The development of this existentially "engaged" wing of the "movement" (if it can be called that; I'm not sure) pretty well followed the trajectory of the war, climaxing in one sense at the Democratic national Convention in Chicago, in '68, which was the year the US suffered the largest number of casualties--both kia, and wia-- of the entire conflict: more then 16,000 dead. It climaxed again in may, 1970, with the killings at Kent State, when the State forcefully announced it was going to respond to these challenges to its power with more deadly force. Four Dead In Ohio--three more a couple of weeks later in Jackson, MI; and violent demonstrations all across the country. But the killings put the lid on things, let some of the air out of the tires.
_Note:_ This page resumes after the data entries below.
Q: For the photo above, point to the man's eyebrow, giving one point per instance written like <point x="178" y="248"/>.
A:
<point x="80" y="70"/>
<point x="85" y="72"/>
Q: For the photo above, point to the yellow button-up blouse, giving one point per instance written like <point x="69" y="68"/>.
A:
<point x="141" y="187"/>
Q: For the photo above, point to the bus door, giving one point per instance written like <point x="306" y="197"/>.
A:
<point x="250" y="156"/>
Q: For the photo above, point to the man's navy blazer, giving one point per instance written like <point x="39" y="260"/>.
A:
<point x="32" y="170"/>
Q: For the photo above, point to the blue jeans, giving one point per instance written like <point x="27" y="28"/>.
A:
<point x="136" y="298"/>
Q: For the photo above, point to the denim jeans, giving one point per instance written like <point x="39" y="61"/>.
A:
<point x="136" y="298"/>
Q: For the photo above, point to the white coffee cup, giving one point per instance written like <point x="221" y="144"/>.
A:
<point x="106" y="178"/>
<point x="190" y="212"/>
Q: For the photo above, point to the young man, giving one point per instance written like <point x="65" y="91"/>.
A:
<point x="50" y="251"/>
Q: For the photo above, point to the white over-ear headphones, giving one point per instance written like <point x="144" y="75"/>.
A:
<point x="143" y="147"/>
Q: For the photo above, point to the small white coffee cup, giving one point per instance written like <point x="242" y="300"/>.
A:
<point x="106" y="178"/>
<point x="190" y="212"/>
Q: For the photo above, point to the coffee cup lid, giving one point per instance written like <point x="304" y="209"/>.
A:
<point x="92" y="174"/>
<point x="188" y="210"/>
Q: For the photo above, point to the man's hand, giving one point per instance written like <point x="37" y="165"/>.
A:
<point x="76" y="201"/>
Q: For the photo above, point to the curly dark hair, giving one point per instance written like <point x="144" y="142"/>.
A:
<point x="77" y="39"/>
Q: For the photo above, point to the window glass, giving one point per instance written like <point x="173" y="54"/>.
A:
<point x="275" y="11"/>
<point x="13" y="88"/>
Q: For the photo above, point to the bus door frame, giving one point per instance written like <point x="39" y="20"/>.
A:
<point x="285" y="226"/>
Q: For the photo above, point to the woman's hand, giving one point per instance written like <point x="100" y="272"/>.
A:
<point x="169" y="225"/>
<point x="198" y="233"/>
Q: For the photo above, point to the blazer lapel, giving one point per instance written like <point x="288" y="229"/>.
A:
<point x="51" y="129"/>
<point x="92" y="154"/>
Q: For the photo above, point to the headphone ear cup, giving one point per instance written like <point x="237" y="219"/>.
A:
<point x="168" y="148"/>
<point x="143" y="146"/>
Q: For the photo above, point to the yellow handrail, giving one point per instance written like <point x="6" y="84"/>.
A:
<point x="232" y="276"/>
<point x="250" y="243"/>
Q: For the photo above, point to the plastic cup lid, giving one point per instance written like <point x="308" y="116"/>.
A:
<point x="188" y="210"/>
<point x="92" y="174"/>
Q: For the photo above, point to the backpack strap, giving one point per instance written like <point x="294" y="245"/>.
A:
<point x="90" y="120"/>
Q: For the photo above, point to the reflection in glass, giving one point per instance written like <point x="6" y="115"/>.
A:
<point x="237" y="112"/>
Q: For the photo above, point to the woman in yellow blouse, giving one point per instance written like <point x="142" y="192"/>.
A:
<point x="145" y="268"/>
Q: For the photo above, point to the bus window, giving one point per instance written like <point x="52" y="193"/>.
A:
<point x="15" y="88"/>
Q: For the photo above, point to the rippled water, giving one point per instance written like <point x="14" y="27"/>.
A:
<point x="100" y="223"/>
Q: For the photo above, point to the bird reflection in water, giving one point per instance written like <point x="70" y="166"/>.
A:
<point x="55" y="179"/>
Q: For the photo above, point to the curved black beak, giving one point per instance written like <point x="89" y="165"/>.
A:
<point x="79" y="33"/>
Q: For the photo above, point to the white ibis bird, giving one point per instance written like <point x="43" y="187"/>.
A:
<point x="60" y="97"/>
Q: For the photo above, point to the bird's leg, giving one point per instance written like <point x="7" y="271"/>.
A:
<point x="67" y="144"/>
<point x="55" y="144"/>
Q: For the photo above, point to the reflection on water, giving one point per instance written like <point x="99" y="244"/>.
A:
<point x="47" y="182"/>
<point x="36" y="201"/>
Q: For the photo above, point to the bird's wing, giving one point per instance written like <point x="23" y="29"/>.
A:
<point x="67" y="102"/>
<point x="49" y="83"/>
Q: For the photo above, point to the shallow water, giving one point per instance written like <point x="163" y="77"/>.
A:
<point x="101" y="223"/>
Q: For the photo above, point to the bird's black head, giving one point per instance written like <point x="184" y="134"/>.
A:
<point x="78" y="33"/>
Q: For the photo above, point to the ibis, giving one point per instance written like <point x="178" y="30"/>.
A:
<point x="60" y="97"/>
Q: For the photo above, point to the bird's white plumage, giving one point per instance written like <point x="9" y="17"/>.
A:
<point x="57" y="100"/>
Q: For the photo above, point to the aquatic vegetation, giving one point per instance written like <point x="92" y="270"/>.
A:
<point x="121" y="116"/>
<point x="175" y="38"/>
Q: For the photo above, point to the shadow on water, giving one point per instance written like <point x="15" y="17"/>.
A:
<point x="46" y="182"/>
After the '70s, 'hippies' mostly disappeared--though as I said, there are some still scattered about in communes (and occasionally in office buildings) around the world. A lot of the current discourses of dissent echo the yearnings of the '60s.

The counter-hegemonists turned their desperation inward, and their frustrations outward. They entered the academy(e.g., Bill Ayers, et al) and or became teachers (too many to count), or forest rangers, of even bureaucrats in humanitarian agencies. And now they're starting to retire.

Their influence is still potent (see, e.g., South Park), and the tendrils of the resistance they/we wove into a national resistance movement are sometimes still on the cultural breezes, unmistakable, like the smell of weed: once you smell it, you know it. And resistance is still in their heads.

But I dunno if there can be another "hippy" movement like that. It was a long time ago, and conditions were VERY different--there was a certain amount of general prosperity, for one thing.

Of course, nothing ever "goes back." And I don't want it to be thought that I'm endeavoring to 'foreclose' the discussion. These thoughts are offered only as the (I hope, informed) observations of someone who was there, in it, and bears a scar or two. FY EIEIO: For Your Entertainment, Information, Edification, Instruction, and Opinion.